L’historienne médicale Mindy Schwartz dit que ces pratiques ne faisaient que refléter l’époque.
« Malheureusement, à cette époque, les soins médicaux étaient très autoritaires », dit Schwartz. « Mais c’était tout simplement la culture de l’époque. Les médecins et les infirmières gouvernaient d’une main de fer, et vous étiez un prisonnier au MTS. Il y avait des portes et vous étiez traité d’une manière dont nous ne traitons plus les gens aujourd’hui. »
Les nouvelles technologies entraînent des taux de survie plus élevés
Dans les années 1950, les antibiotiques ont amélioré les taux de survie et réduit considérablement la durée des séjours au sanatorium.
« En 1948, nous avons obtenu le premier antibiotique efficace contre la tuberculose », explique Schwartz. « C’était la streptomycine et elle devait être administrée par piqûre. Le premier médicament oral vraiment efficace est arrivé en 1954, et il s’appelait isoniazide. Cela a vraiment révolutionné les soins, car c’était un antibiotique qui pouvait être administré en dehors de l’hôpital. »
Ces médicaments et les dépistages complets allaient changer le paysage de la tuberculose pour toujours.

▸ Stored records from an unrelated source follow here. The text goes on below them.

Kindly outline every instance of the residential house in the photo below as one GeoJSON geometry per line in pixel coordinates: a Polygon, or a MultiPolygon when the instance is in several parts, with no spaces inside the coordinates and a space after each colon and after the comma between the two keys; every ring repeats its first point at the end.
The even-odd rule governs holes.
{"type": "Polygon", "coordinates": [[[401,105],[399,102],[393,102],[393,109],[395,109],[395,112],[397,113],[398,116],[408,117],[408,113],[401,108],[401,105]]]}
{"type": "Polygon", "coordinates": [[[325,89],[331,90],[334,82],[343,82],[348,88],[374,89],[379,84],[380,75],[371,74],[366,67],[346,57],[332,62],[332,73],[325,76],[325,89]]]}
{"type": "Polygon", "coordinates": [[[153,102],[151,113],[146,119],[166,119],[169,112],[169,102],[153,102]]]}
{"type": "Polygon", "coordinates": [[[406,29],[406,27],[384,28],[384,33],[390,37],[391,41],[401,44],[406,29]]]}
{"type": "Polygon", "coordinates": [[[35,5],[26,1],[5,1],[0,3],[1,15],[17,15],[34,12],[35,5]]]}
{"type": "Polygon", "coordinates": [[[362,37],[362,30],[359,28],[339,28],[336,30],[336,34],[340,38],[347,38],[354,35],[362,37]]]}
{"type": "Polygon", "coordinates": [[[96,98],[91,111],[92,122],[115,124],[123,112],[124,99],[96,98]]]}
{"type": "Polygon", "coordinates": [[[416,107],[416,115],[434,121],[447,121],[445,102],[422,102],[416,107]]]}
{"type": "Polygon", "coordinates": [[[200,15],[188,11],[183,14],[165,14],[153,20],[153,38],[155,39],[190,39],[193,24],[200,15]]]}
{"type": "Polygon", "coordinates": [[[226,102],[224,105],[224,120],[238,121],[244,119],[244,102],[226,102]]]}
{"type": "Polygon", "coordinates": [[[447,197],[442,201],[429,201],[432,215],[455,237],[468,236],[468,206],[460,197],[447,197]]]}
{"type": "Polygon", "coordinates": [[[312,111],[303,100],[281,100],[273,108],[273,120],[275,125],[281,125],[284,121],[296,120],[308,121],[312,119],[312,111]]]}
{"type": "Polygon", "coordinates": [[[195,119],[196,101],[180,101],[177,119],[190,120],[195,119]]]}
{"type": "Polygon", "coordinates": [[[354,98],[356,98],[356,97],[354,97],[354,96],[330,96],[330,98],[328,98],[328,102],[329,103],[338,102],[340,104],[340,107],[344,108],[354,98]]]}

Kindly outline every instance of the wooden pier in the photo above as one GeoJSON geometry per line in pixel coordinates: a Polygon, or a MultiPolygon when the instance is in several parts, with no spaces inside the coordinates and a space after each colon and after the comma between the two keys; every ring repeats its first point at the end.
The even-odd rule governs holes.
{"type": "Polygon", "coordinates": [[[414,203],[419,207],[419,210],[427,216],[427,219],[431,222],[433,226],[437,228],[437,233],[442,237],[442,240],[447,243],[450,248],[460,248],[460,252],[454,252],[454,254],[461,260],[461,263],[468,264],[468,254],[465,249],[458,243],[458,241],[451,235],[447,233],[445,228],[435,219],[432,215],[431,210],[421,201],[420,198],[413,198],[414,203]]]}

« Au fil du temps, étant donné que nous savions comment rechercher la tuberculose et que nous avions des radiographies pulmonaires et des campagnes de santé publique, nous avons vu un énorme déclin de la tuberculose pulmonaire active », dit Schwartz. « Nous avons également pu trouver des personnes qui avaient pu être exposées avant qu’elles ne développent des symptômes complets. L’incidence et la prévalence ont donc diminué de façon spectaculaire tout au long du 20e siècle. »
Alors, si les taux de tuberculose baissaient et que les gens pouvaient être traités avec des antibiotiques assez facilement à la maison en 1954, pourquoi tant de Chicagoens ont-ils encore été envoyés au sanatorium jusqu’en 1974 ?
Il y avait quelques raisons, notamment la nécessité de surveiller les patients même lorsque leur tuberculose n’était plus active, car les récidives étaient si fréquentes. De plus, les patients sortis de l’hôpital ne se souvenaient pas tous de prendre leurs antibiotiques régulièrement et à la date prévue.
Pour autant, les cas de tuberculose ont continué à diminuer et, à la fin des années 60, les résidents du sanatorium provenaient principalement de groupes à haut risque. Il s’agissait notamment d’immigrants originaires de pays où l’incidence de la tuberculose était élevée, de personnes aux prises avec des problèmes de toxicomanie et de résidents de centres de soins de longue durée et de refuges pour sans-abri.
Cesar Onate, qui est né en Équateur, se souvient avoir été admis au MTS lorsqu’il avait 14 ans, au début des années 70.
« J’étais le seul enfant là-bas », se souvient-il. « Et je me souviens qu’ils nous nourrissaient beaucoup parce qu’ils voulaient nous faire grossir, et beaucoup de gens là-bas étaient mal nourris parce qu’ils étaient sans abri. »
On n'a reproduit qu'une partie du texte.